A calling ...

"We are called to be architects of the future, not its victims."

"Make the world work for 100% of humanity in the shortest possible time through spontaneous cooperation without ecological offense or the disadvantage of anyone."

- Buckminster Fuller

Friday, July 8, 2011

The Insanity

I thought I'd take a break from my Web Surfing for ED503 to announce my new Wiki tool and catch my readers up on my journey in education.


The concept of making collaborative tools more available in the classroom is in total alignment with Universal Design for Learning Principles, which is a wondeful philosophy that is emerging in the field of education. Just as curb cuts, which were intended to make buildings more accessible for people with disabilities, also make buildings more accessible for typical people, the same principle applies to education. If education is made more accessible to people with learning disabilities, it becomes more accessible for all. Adaptive technology is a driving force behind UDL. Today, when I zoomed through a book on adaptive technology, I felt better about life, because technology is an area where I am comfortable.

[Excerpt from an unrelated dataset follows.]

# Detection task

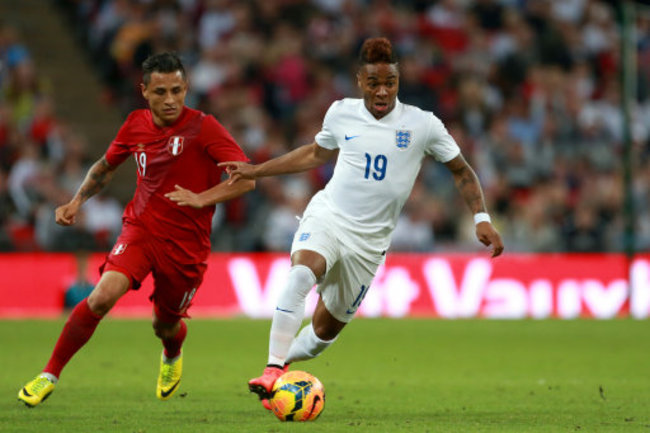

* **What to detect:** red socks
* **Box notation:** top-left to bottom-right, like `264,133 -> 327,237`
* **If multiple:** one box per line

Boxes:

Here's what I love about wikispaces. A teacher can set up a free Wiki at www.wikispaces.com, which allows a teacher to set up a safe and private site for collaborative group projects -- the teacher can set up permissions for 100 users, (I think that's right), even in a free site! The sample project, which remains under construction, is being assembled for a class in Collaboration and Adaptive Technology. Let me know if you want to "join" the class and do something creative and post to a project. Also, feel free to take the poll.


While my paperwork for my Field Work has been somewhat of a disaster -- I neglected to have any of paperwork signed for any of my Field Work -- the curriculum based assessment project that I worked on with a 7th grade student with autism was amazing! While I didn't get the paperwork signed for my field observation of a brilliant Speech Pathologist, I got to see how her targeted hand-over-hand interventions have led to a non-verbal child with autism experiencing a "language explosion;" plus I heard and saw some horror stories of children who lack sufficient experience expectant stimulation to develop speech normally ... I wanted to cry. On the flip side, I did a Child Language Observation with my cousin's brilliant 6 year old daughter ... a 6 year old's Mean Language Unit (words per sentence) should be 6, but her verbal skills are well above what is normal). The opportunity to develop language normally is far from equal, because some families share rich language experiences in the kitchen while others sleep on language development. Poverty sucks! Another cool thing that I've done recently was to administer a practice KBEA-II standardized Achievement Test with a 4th grade student who has been home schooled -- my young friend has far better listening / short-term memory skills than me -- he was testing consistently above an 8th grade level in all areas.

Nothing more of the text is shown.